I may be wrong, but our advice is that further orders in council must be made under section 111 of the Scotland Act 1998. Has that been confirmed?
I understand that that is the case.
Do members agree with the recommendation?
The law has worked well in the past, so there is no reason to change it.
The bill deals with the question of the River Esk. Different provisions relate to the Upper Esk and the Lower Esk. There was some concern about the way in which some of the provisions knit together and I suggest that we write to the Scottish Executive to clarify the position. Unless members are particularly interested, I do not intend to go through all the detailed concerns, which are outlined in the legal note.
I have no problem with that—but then I would not have.
I am sure that the poaching community will be delighted at that provision.
When the evidence is out, the evidence is out.
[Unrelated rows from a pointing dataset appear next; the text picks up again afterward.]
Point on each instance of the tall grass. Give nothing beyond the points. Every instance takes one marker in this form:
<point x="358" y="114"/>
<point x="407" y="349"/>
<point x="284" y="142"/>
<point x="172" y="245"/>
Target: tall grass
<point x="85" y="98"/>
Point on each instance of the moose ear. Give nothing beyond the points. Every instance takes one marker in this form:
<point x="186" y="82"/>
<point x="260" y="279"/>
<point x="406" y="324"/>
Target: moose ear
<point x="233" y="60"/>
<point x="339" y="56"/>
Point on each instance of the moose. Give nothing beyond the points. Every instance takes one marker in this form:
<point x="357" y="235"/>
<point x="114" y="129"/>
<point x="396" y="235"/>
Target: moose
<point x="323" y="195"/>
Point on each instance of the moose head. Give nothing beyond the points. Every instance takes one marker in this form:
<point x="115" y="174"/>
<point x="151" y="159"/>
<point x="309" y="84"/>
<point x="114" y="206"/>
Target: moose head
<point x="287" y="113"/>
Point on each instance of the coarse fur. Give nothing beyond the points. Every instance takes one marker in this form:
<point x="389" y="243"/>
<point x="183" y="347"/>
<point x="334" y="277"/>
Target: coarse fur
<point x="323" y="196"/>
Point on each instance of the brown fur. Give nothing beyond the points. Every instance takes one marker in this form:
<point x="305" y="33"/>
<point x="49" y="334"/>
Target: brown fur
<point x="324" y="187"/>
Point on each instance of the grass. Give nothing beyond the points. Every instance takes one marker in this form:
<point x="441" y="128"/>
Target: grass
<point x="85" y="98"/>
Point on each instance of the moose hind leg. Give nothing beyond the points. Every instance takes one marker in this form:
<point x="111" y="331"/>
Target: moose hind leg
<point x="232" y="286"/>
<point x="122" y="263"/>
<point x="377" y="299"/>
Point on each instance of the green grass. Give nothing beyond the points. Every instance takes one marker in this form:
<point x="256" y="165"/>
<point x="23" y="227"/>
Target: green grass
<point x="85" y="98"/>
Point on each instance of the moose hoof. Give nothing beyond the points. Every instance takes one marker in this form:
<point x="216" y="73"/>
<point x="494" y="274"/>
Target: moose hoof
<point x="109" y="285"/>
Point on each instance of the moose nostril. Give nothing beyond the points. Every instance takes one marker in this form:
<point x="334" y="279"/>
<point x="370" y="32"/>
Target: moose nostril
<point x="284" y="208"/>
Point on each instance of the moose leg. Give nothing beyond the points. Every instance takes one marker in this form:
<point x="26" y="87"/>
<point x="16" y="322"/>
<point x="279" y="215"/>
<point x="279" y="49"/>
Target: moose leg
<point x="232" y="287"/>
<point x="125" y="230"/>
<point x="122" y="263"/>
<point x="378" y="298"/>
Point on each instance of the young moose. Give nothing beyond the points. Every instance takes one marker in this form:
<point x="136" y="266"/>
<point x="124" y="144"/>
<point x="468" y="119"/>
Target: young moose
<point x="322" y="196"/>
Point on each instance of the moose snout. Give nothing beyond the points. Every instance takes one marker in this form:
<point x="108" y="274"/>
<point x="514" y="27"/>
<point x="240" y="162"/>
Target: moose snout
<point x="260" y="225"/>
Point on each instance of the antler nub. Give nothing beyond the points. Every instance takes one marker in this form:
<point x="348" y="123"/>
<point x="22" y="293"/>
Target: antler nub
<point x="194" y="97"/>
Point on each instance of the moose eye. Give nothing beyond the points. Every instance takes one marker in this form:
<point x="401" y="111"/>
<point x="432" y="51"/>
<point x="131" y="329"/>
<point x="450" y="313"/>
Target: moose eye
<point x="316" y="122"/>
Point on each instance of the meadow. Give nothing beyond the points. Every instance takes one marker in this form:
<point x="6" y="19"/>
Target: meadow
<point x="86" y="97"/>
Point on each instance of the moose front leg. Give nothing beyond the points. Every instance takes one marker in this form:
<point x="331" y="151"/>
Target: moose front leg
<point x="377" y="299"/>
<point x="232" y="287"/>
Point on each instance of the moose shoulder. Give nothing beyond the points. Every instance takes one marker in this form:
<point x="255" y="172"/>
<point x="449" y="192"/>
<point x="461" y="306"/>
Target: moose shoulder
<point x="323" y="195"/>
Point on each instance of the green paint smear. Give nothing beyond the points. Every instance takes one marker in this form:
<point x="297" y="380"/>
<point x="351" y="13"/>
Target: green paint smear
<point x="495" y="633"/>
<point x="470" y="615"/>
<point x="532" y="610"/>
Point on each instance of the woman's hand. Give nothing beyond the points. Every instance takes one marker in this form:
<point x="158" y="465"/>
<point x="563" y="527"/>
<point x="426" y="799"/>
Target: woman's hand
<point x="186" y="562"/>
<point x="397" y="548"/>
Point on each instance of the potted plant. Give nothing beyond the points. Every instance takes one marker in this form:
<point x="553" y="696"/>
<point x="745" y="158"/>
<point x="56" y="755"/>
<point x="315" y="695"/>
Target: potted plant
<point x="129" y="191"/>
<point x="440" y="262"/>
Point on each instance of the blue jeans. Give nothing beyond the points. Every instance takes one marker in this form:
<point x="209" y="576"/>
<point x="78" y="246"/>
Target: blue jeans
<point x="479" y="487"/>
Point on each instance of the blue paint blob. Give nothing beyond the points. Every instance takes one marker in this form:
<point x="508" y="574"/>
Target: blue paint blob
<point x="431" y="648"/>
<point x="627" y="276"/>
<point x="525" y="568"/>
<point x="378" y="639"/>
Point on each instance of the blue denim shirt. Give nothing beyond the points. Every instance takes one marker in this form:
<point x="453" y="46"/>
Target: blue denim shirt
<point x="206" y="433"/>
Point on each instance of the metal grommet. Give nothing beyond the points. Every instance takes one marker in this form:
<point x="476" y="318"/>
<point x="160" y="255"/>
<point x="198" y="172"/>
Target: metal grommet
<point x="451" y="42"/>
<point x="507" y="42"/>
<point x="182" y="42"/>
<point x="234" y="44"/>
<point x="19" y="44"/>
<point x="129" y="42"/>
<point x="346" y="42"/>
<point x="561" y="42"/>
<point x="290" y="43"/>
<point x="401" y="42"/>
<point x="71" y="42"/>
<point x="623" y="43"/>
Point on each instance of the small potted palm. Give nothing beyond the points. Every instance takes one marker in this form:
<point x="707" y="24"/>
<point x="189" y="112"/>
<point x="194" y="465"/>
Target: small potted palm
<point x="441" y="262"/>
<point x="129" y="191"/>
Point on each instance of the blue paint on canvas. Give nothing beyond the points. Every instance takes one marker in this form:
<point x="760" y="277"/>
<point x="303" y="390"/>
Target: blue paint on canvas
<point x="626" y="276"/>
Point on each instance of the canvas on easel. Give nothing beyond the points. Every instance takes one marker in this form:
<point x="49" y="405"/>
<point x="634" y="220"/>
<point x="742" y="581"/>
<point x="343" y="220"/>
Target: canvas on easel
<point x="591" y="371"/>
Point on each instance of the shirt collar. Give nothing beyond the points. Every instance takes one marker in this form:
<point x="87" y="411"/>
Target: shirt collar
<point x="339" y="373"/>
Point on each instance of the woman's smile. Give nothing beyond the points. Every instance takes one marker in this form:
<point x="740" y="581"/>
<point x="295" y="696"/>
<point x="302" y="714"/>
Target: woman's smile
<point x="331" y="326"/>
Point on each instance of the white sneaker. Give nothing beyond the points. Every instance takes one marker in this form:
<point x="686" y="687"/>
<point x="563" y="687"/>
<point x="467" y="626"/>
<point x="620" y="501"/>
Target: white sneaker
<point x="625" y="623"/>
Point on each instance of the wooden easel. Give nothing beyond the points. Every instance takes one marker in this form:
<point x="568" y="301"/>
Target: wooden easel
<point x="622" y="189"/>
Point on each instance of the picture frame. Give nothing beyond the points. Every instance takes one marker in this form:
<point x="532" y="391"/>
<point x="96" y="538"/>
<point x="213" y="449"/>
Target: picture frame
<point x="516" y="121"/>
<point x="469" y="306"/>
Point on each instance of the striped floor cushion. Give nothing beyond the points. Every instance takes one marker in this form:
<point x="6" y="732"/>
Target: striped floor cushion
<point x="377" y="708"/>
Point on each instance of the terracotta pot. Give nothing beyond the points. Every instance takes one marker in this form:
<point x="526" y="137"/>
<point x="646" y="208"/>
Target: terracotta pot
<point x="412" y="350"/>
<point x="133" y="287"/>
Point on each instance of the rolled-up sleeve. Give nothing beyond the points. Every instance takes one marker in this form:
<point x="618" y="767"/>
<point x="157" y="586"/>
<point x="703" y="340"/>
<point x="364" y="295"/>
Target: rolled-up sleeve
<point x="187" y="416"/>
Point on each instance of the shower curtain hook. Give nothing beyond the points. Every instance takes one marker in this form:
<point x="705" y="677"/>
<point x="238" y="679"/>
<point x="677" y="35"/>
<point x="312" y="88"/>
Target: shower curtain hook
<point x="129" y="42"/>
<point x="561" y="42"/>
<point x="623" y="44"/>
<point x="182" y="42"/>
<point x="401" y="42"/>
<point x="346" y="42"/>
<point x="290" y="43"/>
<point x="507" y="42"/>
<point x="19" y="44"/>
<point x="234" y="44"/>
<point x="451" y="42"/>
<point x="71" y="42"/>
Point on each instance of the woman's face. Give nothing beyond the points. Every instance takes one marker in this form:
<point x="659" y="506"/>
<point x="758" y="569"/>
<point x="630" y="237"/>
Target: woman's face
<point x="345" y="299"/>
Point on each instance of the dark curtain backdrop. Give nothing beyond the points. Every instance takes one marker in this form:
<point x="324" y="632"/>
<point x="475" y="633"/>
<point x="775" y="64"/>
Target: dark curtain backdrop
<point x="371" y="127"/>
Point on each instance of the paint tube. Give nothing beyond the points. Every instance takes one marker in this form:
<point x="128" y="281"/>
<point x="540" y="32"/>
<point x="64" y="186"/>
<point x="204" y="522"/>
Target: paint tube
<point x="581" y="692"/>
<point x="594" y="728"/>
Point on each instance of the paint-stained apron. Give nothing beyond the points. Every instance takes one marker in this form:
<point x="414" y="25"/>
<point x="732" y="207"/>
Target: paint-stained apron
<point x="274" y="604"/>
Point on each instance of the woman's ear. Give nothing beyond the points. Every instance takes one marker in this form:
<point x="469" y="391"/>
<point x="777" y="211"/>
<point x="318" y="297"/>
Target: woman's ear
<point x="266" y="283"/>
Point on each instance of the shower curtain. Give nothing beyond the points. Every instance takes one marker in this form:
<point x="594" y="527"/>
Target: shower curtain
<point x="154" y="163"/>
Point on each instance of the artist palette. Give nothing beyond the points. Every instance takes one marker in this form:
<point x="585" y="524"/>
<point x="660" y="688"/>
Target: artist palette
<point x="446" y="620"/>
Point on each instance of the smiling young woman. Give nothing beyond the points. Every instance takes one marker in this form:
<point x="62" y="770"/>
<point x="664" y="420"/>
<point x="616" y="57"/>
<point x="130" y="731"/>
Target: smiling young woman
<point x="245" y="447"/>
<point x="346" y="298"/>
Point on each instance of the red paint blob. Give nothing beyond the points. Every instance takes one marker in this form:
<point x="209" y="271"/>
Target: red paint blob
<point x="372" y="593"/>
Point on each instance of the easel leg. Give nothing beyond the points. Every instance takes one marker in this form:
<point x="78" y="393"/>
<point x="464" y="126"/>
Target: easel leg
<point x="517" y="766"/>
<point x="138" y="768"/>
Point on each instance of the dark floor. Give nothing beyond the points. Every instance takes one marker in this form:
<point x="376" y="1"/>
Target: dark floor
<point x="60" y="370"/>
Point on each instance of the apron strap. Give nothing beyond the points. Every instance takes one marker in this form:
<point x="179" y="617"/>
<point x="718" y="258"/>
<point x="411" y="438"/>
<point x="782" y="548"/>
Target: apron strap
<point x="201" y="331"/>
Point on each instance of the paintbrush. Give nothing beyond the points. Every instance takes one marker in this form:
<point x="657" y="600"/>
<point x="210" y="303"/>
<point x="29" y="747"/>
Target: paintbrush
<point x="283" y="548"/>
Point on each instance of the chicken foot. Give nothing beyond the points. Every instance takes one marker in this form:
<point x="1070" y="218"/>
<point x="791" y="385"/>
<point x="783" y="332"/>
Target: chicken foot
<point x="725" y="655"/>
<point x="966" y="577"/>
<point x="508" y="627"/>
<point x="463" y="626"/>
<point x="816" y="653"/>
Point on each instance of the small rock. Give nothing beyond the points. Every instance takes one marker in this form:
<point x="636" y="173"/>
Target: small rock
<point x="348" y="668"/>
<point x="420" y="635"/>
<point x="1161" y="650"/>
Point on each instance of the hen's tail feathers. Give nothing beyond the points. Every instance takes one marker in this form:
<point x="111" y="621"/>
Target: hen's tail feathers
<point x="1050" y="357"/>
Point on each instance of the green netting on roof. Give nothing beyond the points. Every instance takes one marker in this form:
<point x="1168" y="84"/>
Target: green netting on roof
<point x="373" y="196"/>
The Scottish Law Commission's second recommendation deals with electronic communications. Our legal adviser was concerned that the recommendation was not appropriate in a consolidation bill and that it may not be necessary in order to produce a satisfactory consolidation. If members are agreed, I suggest that we write to the Scottish Executive asking why it considers that measure necessary.
May I ask about a point of protocol? When we are getting in touch with the Scottish Law Commission, should we point out that we are asking the Executive those questions? What I do not want to happen is for the Executive to come along and say, "Why did we do it? Because we sent the Scottish Law Commission, who are very bright boys, out to the library and they suggested that it was a good idea. Go and ask them."
If the committee raises the points with the Executive, the Executive will liaise with the appropriate people and produce the necessary response. The suggestion that we are now considering is another example of a case where the yardstick comes into operation.
If there is a crossover between the Scottish Law Commission's approach and that of the Executive, I want to ensure that we are targeting the right people.
I cannot imagine that there would be any problem with sending to the Scottish Law Commission a copy of our letter to the Executive. I suggest that, when we write to the Scottish Law Commission, we enclose our letter to the Executive, highlighting many of the points of concern. Is that agreed?
The third proposal from the Scottish Law Commission concerns the rounding up or down of metric measurements. The advice that we have had is that the committee should accept that proposal and that effect should be given to it in the bill. Does that meet members' approval?
We can welcome the Scottish Landowners Federation to the 21st century, or perhaps even to the early 19th century.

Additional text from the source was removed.